The whole self-destructing game issue had many tabletop gamers up in arms about Risk: Legacy, but I never took much credence in the complaint. I have three copies right now, one of which is unopened, and I'm not sure I'll have the time finish any of them in the next year or so. Already, each one has given me dozens of hours of playtime and I consider each copy worth the investment.
More problematic with Risk: Legacy is that a few bad games can ruin a board, weighting the accumulated bonuses in one player's favor for all time. And yeah, with one of my copies I'm having that issue right now. Pandemic Legacy is a different animal though in that it's cooperative. There are no individual benefits for certain people at the table, and every terrible outcome is shared by the entire group.
This isn't a review, because I'm nowhere near finished with the game.

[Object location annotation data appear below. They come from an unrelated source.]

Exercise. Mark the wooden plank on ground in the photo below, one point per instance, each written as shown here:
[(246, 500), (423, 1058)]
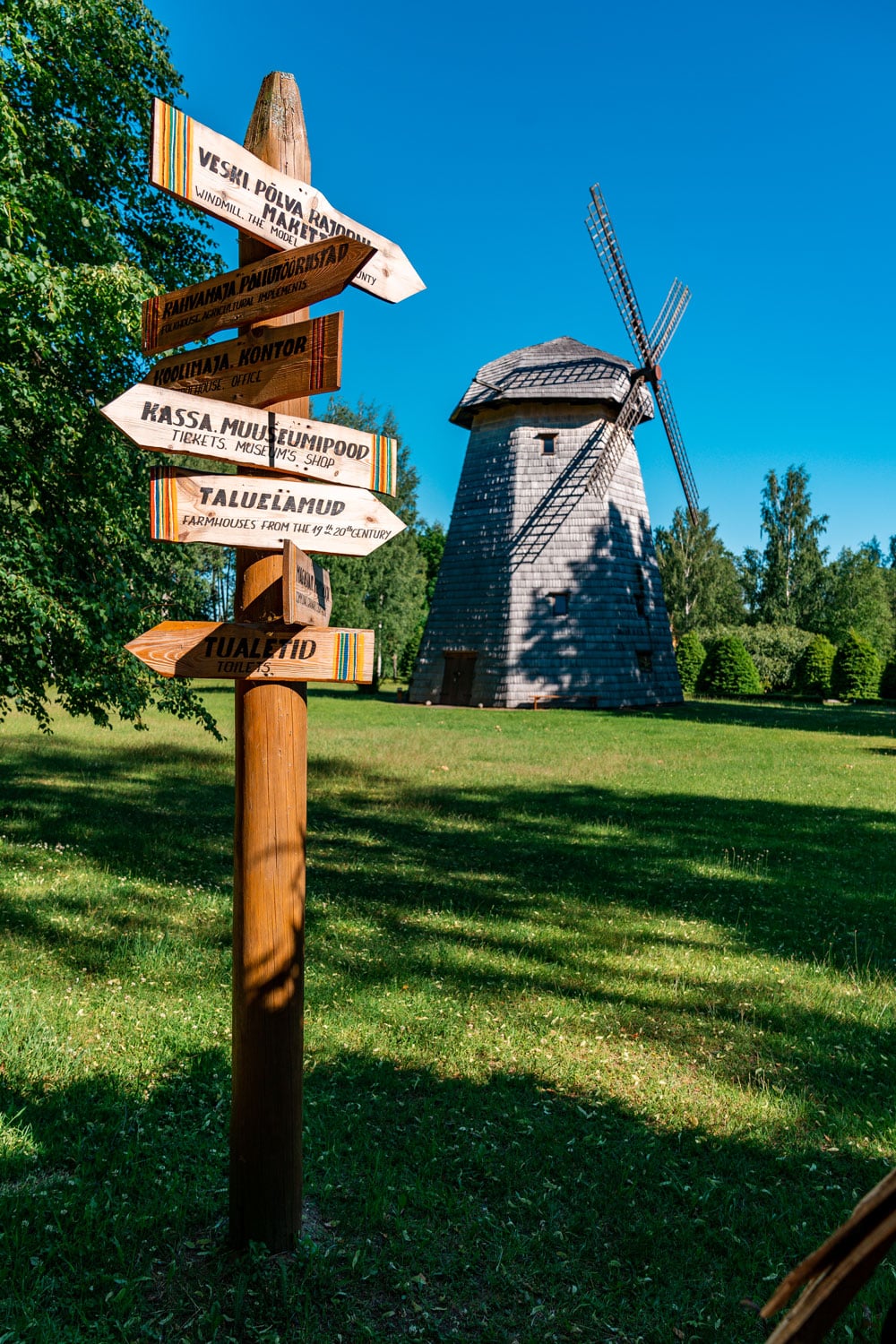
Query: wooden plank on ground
[(179, 422), (255, 652), (266, 365), (269, 288), (308, 599), (218, 175), (263, 513)]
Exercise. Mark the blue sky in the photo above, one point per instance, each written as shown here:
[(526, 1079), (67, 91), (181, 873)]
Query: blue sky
[(747, 150)]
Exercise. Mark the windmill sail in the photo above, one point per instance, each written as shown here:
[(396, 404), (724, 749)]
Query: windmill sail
[(649, 347)]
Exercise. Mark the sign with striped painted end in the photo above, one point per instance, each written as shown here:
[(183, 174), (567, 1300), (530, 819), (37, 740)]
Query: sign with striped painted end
[(266, 365), (177, 422), (218, 175), (269, 288), (308, 597), (263, 513), (255, 652)]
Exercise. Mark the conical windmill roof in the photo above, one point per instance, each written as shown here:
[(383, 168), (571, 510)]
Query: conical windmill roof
[(560, 370)]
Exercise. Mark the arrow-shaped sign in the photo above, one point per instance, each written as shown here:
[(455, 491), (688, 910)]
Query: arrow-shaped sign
[(255, 652), (218, 175), (263, 513), (266, 365), (177, 422), (269, 288), (308, 599)]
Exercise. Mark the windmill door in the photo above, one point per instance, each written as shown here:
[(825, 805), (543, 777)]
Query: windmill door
[(457, 683)]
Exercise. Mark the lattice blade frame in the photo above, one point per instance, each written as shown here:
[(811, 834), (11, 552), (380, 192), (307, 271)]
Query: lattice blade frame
[(614, 268), (676, 444), (616, 440), (667, 323)]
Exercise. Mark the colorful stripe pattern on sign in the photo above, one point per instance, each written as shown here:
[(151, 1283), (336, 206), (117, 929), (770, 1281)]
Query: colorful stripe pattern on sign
[(151, 323), (349, 655), (172, 150), (383, 464), (163, 504), (316, 370)]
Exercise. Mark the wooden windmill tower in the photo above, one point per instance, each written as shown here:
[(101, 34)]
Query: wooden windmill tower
[(548, 588)]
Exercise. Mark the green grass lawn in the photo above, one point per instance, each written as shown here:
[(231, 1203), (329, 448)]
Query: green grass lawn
[(599, 1035)]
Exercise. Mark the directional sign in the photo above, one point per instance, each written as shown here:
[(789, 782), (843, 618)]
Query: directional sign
[(269, 288), (177, 422), (263, 513), (266, 365), (306, 590), (257, 652), (218, 175)]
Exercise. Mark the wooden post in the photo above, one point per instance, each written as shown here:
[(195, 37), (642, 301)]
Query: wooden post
[(269, 840)]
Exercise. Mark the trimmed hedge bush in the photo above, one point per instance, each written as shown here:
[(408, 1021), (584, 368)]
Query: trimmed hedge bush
[(888, 682), (856, 671), (775, 650), (728, 669), (691, 656), (815, 666)]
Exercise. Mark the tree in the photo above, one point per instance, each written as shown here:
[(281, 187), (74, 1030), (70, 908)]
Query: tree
[(691, 656), (699, 577), (83, 239), (857, 669), (791, 562), (384, 590), (858, 599), (817, 666), (750, 575), (728, 669)]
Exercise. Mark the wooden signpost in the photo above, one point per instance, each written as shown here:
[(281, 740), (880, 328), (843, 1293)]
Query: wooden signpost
[(263, 511), (179, 422), (261, 367), (268, 288), (280, 636), (306, 593), (255, 652), (225, 179)]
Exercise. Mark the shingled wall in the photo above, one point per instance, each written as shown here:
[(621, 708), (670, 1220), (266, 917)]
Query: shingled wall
[(527, 531)]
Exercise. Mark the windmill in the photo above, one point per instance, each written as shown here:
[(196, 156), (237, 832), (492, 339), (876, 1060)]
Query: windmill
[(548, 589), (649, 347)]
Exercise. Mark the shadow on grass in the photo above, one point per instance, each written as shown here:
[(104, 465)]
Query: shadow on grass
[(473, 1212)]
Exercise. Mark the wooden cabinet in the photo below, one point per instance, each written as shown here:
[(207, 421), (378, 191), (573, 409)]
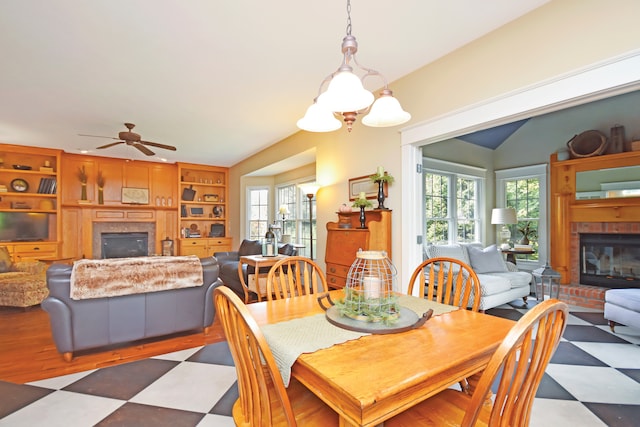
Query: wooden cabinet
[(203, 208), (344, 243), (566, 208), (29, 198), (204, 247)]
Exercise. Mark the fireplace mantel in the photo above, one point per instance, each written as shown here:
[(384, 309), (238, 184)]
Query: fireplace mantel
[(566, 211)]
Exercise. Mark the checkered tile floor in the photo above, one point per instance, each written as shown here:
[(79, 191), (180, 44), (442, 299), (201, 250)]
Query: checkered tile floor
[(592, 380)]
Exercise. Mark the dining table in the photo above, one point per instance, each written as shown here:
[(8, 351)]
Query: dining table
[(369, 378)]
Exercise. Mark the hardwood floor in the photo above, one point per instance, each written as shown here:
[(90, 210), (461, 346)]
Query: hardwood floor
[(27, 351)]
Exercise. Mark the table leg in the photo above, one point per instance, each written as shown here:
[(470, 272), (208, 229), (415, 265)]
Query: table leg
[(245, 288)]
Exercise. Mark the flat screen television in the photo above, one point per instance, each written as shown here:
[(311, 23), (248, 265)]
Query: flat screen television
[(24, 226)]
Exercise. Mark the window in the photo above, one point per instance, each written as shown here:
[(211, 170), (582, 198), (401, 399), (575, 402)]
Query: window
[(452, 202), (286, 196), (258, 213), (297, 221), (524, 189)]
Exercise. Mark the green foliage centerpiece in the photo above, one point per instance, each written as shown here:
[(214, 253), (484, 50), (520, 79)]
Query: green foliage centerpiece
[(368, 293), (382, 178)]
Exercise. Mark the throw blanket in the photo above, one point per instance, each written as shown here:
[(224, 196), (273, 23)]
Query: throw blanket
[(99, 278)]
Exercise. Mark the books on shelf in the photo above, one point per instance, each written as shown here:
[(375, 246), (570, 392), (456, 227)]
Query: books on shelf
[(47, 186)]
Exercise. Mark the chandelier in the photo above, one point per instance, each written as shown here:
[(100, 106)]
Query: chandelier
[(346, 96)]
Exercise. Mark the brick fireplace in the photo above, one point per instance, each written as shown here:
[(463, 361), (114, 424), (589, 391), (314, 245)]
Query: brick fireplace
[(587, 295)]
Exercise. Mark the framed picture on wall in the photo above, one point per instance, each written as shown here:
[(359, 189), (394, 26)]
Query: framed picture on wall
[(364, 183), (135, 196)]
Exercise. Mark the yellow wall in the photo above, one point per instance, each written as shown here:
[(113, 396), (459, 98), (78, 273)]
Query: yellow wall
[(561, 37)]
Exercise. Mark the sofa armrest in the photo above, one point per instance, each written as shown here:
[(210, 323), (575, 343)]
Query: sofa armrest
[(511, 266), (224, 257)]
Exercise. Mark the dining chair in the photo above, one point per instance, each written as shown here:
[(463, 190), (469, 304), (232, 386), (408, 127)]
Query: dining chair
[(294, 276), (263, 399), (517, 366), (447, 281)]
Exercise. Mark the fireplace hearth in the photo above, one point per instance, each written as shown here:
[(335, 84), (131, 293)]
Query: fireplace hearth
[(610, 260)]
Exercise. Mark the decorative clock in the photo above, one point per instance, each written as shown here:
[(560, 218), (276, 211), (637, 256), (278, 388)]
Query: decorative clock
[(19, 185)]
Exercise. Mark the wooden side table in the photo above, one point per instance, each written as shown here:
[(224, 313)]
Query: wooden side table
[(257, 261)]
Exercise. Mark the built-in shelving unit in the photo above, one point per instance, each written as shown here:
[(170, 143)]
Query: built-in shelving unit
[(203, 222), (29, 184)]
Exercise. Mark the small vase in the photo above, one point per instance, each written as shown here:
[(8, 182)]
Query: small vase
[(381, 194), (362, 218)]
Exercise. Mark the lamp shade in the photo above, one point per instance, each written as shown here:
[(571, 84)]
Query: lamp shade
[(386, 111), (309, 188), (318, 119), (345, 93), (503, 216)]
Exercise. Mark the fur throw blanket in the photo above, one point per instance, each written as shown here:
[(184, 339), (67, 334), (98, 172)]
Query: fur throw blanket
[(100, 278)]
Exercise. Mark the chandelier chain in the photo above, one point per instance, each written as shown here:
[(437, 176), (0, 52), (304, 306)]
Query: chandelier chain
[(348, 17)]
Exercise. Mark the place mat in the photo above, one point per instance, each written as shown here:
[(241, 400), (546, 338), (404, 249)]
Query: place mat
[(291, 338)]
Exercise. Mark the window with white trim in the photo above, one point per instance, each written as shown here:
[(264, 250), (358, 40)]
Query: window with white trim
[(257, 212), (452, 202), (525, 190)]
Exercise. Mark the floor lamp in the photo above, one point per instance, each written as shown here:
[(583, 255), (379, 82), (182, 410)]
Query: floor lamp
[(310, 190)]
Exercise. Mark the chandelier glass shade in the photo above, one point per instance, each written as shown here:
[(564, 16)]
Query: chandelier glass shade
[(346, 96)]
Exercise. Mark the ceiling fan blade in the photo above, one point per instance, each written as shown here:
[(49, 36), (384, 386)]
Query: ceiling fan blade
[(97, 136), (110, 145), (155, 144), (144, 149)]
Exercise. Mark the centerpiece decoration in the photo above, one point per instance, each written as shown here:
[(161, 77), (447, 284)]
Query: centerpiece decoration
[(371, 302), (362, 203), (381, 177), (368, 294)]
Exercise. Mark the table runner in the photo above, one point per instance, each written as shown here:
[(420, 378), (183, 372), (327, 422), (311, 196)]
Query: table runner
[(289, 339)]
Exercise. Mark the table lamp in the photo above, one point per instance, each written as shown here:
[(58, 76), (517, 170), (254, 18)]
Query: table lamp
[(504, 216)]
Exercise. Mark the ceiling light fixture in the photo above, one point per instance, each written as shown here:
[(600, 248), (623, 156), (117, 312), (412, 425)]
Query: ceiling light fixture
[(347, 97)]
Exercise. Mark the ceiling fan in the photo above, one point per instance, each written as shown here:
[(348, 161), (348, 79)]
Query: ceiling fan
[(133, 139)]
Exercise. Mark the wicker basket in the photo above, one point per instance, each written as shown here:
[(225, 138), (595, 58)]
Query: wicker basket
[(587, 144)]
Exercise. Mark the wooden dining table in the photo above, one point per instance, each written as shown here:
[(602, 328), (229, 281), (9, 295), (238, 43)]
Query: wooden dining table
[(370, 379)]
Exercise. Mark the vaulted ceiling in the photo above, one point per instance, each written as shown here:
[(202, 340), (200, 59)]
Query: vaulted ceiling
[(219, 80)]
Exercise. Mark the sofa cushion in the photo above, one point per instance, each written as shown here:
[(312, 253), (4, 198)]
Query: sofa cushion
[(250, 247), (491, 284), (5, 260), (516, 279), (487, 260)]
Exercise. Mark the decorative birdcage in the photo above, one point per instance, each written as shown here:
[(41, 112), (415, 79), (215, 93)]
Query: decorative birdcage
[(369, 291)]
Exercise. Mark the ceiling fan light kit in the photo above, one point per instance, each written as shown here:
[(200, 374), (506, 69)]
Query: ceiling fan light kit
[(346, 96), (133, 139)]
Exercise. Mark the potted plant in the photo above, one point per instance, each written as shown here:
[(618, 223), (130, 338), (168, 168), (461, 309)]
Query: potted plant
[(381, 177), (362, 202), (527, 231)]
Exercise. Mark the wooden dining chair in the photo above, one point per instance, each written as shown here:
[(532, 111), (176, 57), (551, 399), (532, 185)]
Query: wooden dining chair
[(519, 362), (448, 281), (294, 276), (263, 399)]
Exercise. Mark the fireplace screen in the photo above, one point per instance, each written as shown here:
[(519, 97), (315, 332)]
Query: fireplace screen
[(610, 260), (124, 245)]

There's also this one box — box number eight — that has explicit instructions only to be opened after you lose four times in a row. Theoretically that's where they hid Pandemic Legacy's easy mode, or at least a way to pull a long-term gaming group back from the brink of destruction.
This isn't a review, because I'm nowhere near finished with the game. At best, I've got 22 more games to go. That's something like 40 hours of playtime. Only then, after I've gotten enough people together at the table, will I really know if this game is as good as it seems. It could be broken, or just not any fun past a certain point. I'll let you know when I get there.
One thing is for sure, and that's after three hours of play I have three other people who want to get together at least once a month to join me on the journey. To me, that's high enough praise for any game.